Due mani gentili avevano aperto il mio “contenitore” e finalmente potevo vedere… quante cose…
Così esiste davvero un “fuori” e com’è bello, quanti colori, che meraviglia… e che faccia simpatica questo ragazzo, ma ehiiiiii, che fai??? Mi stai rinchiudendo di nuovo al buio? Ehiiii mi senti? Noooooooooo!
Così mi sono ritrovato di nuovo al buio, però senza (come chiamarlo?) il mio “contenitore”. Era un buio diverso ed io mi sentivo strano, parecchio strano, non riuscivo a capire cosa mi stesse succedendo, mi sentivo come diverso, come se stesse per accadere qualcosa, finchè un giorno… Crack! Si è creata una crepa, su di me, una piccola crepa; mi stavo aprendo in due, senza dolore. Era come se stessi cambiando, mi stavano crescendo delle strane cose che andavano verso il basso.
Il mio cambiamento era lento, ma continuo ed era passato tempo, quando, un giorno, le mani gentili di Ragazzoconlafacciasimpatica mi hanno ripreso ed ho sentito che diceva: “Mamma, controlliamo come sta il seme!”
Il seme????? Allora io sono questo, un seme, ho pensato.
Quando hanno visto le cose che mi stavano crescendo, mi hanno messo in un bel vasetto trasparente pieno di acqua… Bellissimo!!! Finalmente potevo vedere tutto intorno a me, ascoltare ed imparare.
Stavo bene con le cose là sotto che dondolavano nell’acqua fresca, ma un giorno ho cominciato a sentirmi di nuovo strano e, ad un certo punto… Crack… di nuovo. La piccola crepa che si era formata sopra di me, si aprì totalmente e, piano, piano, qualcosa ha cominciato a spuntare anche dalla mia “testa”
Ragazzoconlafacciasimpatica quando si è accorto di quello che stava accadendo, ha sorriso dicendo: “Mamma, è nata la Piantina, vieni a vedere che bella!”
Allora non sono solo un coso tondo, inutile ed insignificante, mi stavo trasformando, era come una magia, mi sono commosso.
Più passava il tempo e più Piantina cresceva sopra la mia testa e crescevano anche quelle cose sotto che, avevo scoperto, si chiamavano Radici e da lì bevevo e mi dissetavo e più bevevo più Piantina cresceva rigogliosa e verde e tutti, vedendola, facevano i complimenti ed erano orgogliosi di me.
Tempo dopo mi misero di nuovo al buio, nella terra, ma ora era diverso, non avevo più paura perchè avevo capito che il cambiamento spesso serve per dare vita a cose migliori e la cosa più bella che avevo compreso era che dentro di me avevo già tutto, dall’inizio; tutto quello che serviva al mio scopo dovevo cercarlo solo dentro di me perché era già tutto lì.
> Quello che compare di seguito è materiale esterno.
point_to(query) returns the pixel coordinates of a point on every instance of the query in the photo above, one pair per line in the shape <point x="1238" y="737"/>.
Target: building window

Non potevo più vedere Piantina, ma la sentivo crescere vigorosa, forte, alta metri e metri, finché, altra magia, sui suoi rami stavano crescendo bellissimi “contenitori” come quello che conteneva me, all’inizio, e che ora sapevo si chiamavano Avocado ed in ognuno di loro c’era un Nonsochisono, anzi, un seme, tondo e perfetto e pensando al miracolo che ognuno di loro, di noi, contiene, felice, sorrisi.